Comme relevé par l'expert, M. [X] a fait l'objet de soins sans arrêt de travail durant de courtes périodes entre ces deux dates, toutefois il relève qu'il 'existe dans les constatations médicales de l'ensemble des certificats médicaux initial, de prolongation et final une continuité clinique caractérisée par une douleur avec gêne fonctionnelle de l'épaule gauche dans le cadre d'une pathologie de la coiffe des rotateurs. Au regard de l'activité professionnelle réalisée par M. [X], manutentionnaire, il n'est pas surprenant que certains arrêts de travail soient suivis de nouveaux arrêts de travail après une courte période de reprise de l'activité professionnelle au regard de la pathologie dégénérative présentée par la coiffe des rotateurs de l'épaule gauche et des caractéristiques de l'activité professionnelle' (rapport du docteur [O], p. 3).
À l'appui de sa contestation, la société [5] sollicite que soit mise en oeuvre, avant-dire droit, une expertise médicale et produit une consultation du docteur [E], du 16 juin 2019, considérant excessive la durée des soins et de arrêts de travail pour une tendinopatie de la coiffe des rotateurs, et arguant de la vraisemblance d'un état antérieur pour conclure qu'à compter du 1er octobre 2015 les soins et arrêts de travail auraient relevé exclusivement de pathologies indépendantes de la maladie professionnelle.

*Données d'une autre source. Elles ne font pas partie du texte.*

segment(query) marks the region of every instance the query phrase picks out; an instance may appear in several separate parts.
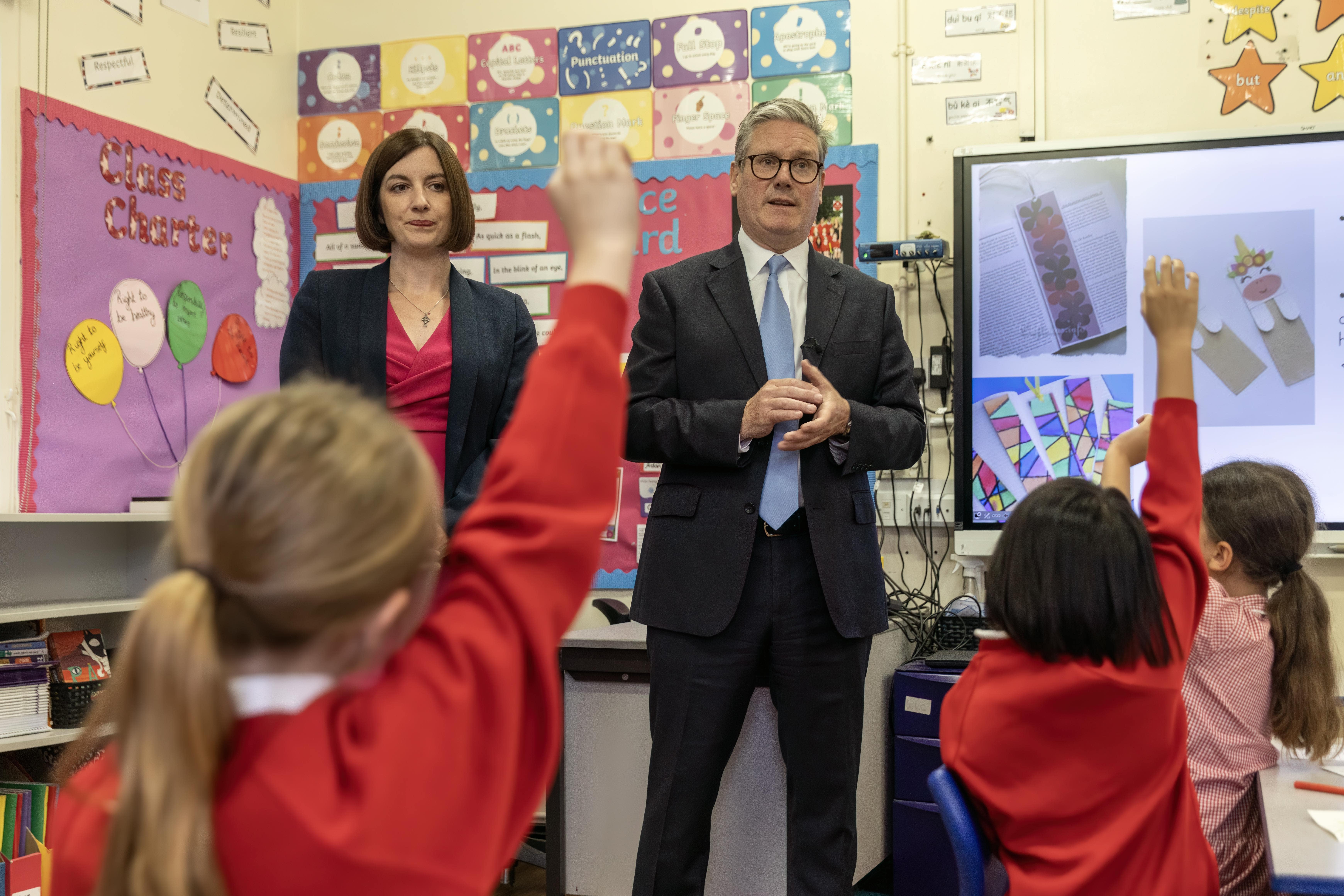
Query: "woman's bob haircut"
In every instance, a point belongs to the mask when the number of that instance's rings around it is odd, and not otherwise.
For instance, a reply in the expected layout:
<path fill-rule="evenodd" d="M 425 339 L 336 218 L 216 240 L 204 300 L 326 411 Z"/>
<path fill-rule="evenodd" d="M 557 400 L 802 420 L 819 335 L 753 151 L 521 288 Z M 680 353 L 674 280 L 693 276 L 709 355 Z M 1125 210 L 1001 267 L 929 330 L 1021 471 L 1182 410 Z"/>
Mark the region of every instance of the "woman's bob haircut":
<path fill-rule="evenodd" d="M 355 232 L 366 249 L 378 253 L 392 251 L 392 235 L 383 220 L 383 179 L 392 165 L 421 146 L 429 146 L 438 153 L 448 179 L 448 197 L 453 203 L 453 222 L 448 228 L 444 247 L 460 253 L 476 239 L 476 211 L 472 208 L 472 191 L 466 187 L 466 175 L 457 161 L 457 153 L 435 133 L 419 128 L 405 128 L 374 148 L 364 165 L 364 176 L 359 179 L 359 193 L 355 197 Z"/>
<path fill-rule="evenodd" d="M 1173 658 L 1148 531 L 1124 494 L 1083 480 L 1047 482 L 1008 517 L 985 576 L 985 614 L 1047 662 Z"/>

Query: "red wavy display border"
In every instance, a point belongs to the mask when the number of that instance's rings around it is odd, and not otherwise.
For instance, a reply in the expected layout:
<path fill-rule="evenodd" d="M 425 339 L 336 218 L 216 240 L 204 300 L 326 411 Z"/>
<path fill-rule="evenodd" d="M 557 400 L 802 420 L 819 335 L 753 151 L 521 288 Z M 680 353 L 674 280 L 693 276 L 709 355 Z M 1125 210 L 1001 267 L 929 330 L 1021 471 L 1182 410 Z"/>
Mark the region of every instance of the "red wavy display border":
<path fill-rule="evenodd" d="M 38 510 L 36 480 L 38 424 L 38 334 L 42 317 L 42 281 L 38 270 L 38 116 L 91 134 L 130 142 L 146 152 L 176 159 L 184 165 L 224 175 L 289 197 L 290 269 L 289 294 L 298 292 L 298 181 L 241 161 L 190 146 L 152 130 L 52 99 L 34 90 L 20 90 L 20 136 L 23 160 L 19 173 L 19 230 L 23 242 L 23 310 L 19 321 L 19 388 L 23 391 L 23 424 L 19 433 L 19 510 Z"/>

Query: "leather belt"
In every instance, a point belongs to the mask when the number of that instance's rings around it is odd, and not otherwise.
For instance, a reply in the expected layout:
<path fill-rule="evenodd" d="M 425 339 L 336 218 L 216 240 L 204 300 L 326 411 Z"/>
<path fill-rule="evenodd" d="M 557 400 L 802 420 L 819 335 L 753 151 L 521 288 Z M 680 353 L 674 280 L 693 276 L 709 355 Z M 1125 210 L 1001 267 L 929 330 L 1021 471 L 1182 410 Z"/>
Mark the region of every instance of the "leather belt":
<path fill-rule="evenodd" d="M 802 508 L 794 510 L 793 516 L 785 520 L 778 529 L 770 528 L 765 520 L 758 523 L 761 532 L 767 539 L 782 539 L 786 535 L 802 535 L 808 531 L 808 514 Z"/>

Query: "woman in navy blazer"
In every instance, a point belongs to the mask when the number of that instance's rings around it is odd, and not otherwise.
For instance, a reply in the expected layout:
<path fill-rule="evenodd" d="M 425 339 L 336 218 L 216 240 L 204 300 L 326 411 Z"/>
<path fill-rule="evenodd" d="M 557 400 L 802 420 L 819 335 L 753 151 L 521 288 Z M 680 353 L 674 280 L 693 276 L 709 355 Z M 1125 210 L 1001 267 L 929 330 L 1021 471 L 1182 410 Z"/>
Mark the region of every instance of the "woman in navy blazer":
<path fill-rule="evenodd" d="M 355 223 L 360 242 L 390 258 L 308 275 L 289 314 L 280 382 L 313 373 L 386 400 L 438 465 L 452 532 L 513 411 L 536 328 L 517 296 L 452 266 L 449 253 L 470 246 L 476 216 L 457 156 L 437 134 L 406 129 L 379 144 Z"/>

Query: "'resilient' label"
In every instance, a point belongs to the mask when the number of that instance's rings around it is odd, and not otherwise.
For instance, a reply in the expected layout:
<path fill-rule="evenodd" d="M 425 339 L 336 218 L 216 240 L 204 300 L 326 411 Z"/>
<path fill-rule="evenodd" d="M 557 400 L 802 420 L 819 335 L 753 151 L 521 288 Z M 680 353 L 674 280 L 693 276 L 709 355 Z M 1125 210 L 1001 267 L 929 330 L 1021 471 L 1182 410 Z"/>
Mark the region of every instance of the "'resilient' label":
<path fill-rule="evenodd" d="M 632 121 L 629 110 L 620 101 L 606 97 L 583 113 L 583 130 L 617 144 L 630 134 L 630 126 L 642 122 Z"/>
<path fill-rule="evenodd" d="M 521 87 L 536 67 L 532 42 L 516 34 L 503 34 L 485 54 L 482 64 L 489 69 L 491 81 L 501 87 Z"/>
<path fill-rule="evenodd" d="M 535 140 L 536 116 L 527 106 L 507 102 L 491 118 L 491 145 L 501 156 L 521 156 Z"/>
<path fill-rule="evenodd" d="M 723 130 L 728 121 L 728 110 L 715 94 L 692 90 L 677 103 L 672 124 L 677 133 L 692 144 L 707 144 Z"/>
<path fill-rule="evenodd" d="M 402 56 L 402 83 L 422 97 L 438 90 L 446 73 L 444 54 L 431 43 L 418 43 Z"/>
<path fill-rule="evenodd" d="M 345 102 L 359 93 L 359 62 L 348 52 L 329 52 L 317 64 L 317 90 L 327 102 Z"/>
<path fill-rule="evenodd" d="M 718 21 L 691 16 L 672 38 L 672 54 L 687 71 L 708 71 L 719 63 L 724 43 Z"/>
<path fill-rule="evenodd" d="M 353 165 L 363 146 L 359 128 L 344 118 L 332 118 L 317 132 L 317 157 L 332 171 Z"/>
<path fill-rule="evenodd" d="M 448 142 L 448 125 L 444 124 L 444 118 L 434 114 L 433 111 L 425 111 L 423 109 L 417 109 L 402 125 L 402 130 L 407 128 L 419 128 L 421 130 L 427 130 L 431 134 L 438 134 Z"/>
<path fill-rule="evenodd" d="M 827 42 L 827 23 L 816 9 L 789 7 L 774 23 L 774 48 L 789 62 L 806 62 L 821 52 Z"/>

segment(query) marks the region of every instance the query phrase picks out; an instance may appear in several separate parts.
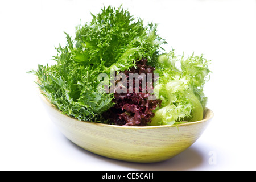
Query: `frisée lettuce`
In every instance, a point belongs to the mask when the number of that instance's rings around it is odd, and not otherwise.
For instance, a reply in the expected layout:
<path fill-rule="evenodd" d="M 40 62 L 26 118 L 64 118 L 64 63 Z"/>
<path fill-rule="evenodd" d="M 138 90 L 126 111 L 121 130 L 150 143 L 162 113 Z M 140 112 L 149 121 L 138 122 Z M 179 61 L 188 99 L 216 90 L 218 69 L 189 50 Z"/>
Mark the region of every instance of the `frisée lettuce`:
<path fill-rule="evenodd" d="M 174 51 L 159 56 L 155 72 L 159 77 L 154 93 L 162 102 L 161 107 L 154 111 L 151 125 L 203 119 L 207 101 L 203 87 L 209 78 L 209 63 L 203 55 L 185 59 L 184 55 L 175 56 Z"/>
<path fill-rule="evenodd" d="M 92 16 L 90 22 L 76 27 L 73 39 L 64 32 L 67 44 L 56 48 L 55 65 L 39 65 L 31 72 L 37 76 L 43 94 L 63 114 L 80 121 L 129 126 L 202 119 L 210 61 L 203 55 L 185 59 L 173 51 L 163 53 L 161 46 L 167 42 L 156 34 L 157 24 L 145 24 L 121 6 L 104 7 Z M 109 81 L 113 73 L 124 76 Z M 139 76 L 131 84 L 131 93 L 111 92 L 117 85 L 121 85 L 119 90 L 130 90 L 123 81 L 133 81 L 129 77 L 133 74 Z M 150 85 L 152 75 L 158 79 Z M 141 85 L 135 89 L 138 83 Z"/>

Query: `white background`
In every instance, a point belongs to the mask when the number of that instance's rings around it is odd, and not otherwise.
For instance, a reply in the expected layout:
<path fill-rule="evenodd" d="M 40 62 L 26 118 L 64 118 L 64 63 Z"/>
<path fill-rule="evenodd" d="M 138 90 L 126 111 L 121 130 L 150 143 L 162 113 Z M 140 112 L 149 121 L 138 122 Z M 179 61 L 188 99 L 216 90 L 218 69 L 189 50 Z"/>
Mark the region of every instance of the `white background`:
<path fill-rule="evenodd" d="M 63 31 L 73 37 L 90 11 L 121 3 L 145 22 L 159 23 L 167 51 L 212 60 L 205 93 L 214 117 L 191 147 L 163 162 L 122 162 L 77 147 L 49 119 L 34 76 L 26 73 L 54 64 L 54 46 L 65 44 Z M 0 169 L 255 170 L 255 63 L 254 0 L 1 0 Z"/>

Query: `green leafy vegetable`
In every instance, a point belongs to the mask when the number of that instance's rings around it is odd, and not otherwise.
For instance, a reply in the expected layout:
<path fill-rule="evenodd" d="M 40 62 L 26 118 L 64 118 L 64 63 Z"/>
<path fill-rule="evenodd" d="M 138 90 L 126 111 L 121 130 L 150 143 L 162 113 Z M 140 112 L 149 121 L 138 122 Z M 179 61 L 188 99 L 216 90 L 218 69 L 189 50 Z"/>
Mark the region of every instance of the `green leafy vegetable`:
<path fill-rule="evenodd" d="M 156 24 L 144 26 L 122 7 L 104 7 L 92 15 L 90 22 L 76 27 L 74 39 L 65 32 L 67 43 L 56 48 L 56 64 L 39 65 L 34 72 L 40 89 L 63 114 L 105 122 L 101 114 L 113 106 L 114 96 L 98 90 L 98 76 L 129 70 L 142 57 L 154 65 L 166 42 Z"/>
<path fill-rule="evenodd" d="M 154 92 L 162 100 L 151 125 L 174 125 L 203 119 L 207 101 L 203 93 L 209 80 L 210 61 L 193 55 L 185 59 L 174 51 L 159 56 L 155 72 L 159 75 Z M 180 64 L 180 68 L 176 65 Z"/>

Cependant, dans un contexte où rien ne démontre l'absence totale de lien entre les arrêts de travail et la lésion initiale, de simples doutes fondés sur l'impact d'un état antérieur, la supposée bénignité de la lésion et la longueur totale de l'arrêt de travail ne sauraient suffire à remettre en cause la présomption d'imputabilité résultant des dispositions ci-dessus rappelées et à établir que la durée des soins et arrêts de travail critiquée par la société [5] aurait eu une cause étrangère à la maladie professionnelle en litige.
C'est de surcroît en se référant aux griefs soulevés par le docteur [E] que, les écartant, le docteur [O] a conclu sans ambiguité que 'les soins et arrêts de travail prescrits à compter du 1er décembre 2015 et jusqu'à la consolidation le 18 août 2016 sont en lien direct et certain avec les lésions non détachables de la maladie professionnelle'.
Dès lors, c'est à bon droit que le tribunal, pour des motifs pertinents repris par la cour, a débouté la société [5] de son recours.
En l'absence de tout élément de preuve propre à renverser la présomtion d'imputabilité, la demande d'expertise ne saurait être accueillie et le jugement sera dès lors intégralement confirmé.
Sur les demandes accessoires
Le premier juge a exactement statué sur le sort des dépens.
Les dépens d'appel seront à la charge de la société [5], qui succombe.
PAR CES MOTIFS
La cour, statuant publiquement, par mise à disposition, par arrêt contradictoire et en dernier ressort,
Confirme le jugement rendu le 3 décembre 2020 en toutes ses dispositions ;
Y ajoutant,
Dit que la société [5] doit supporter les dépens d'appel.
Le présent arrêt a été signé par N.ASSELAIN, conseillère faisant fonction de président et K.BELGACEM, greffier de chambre.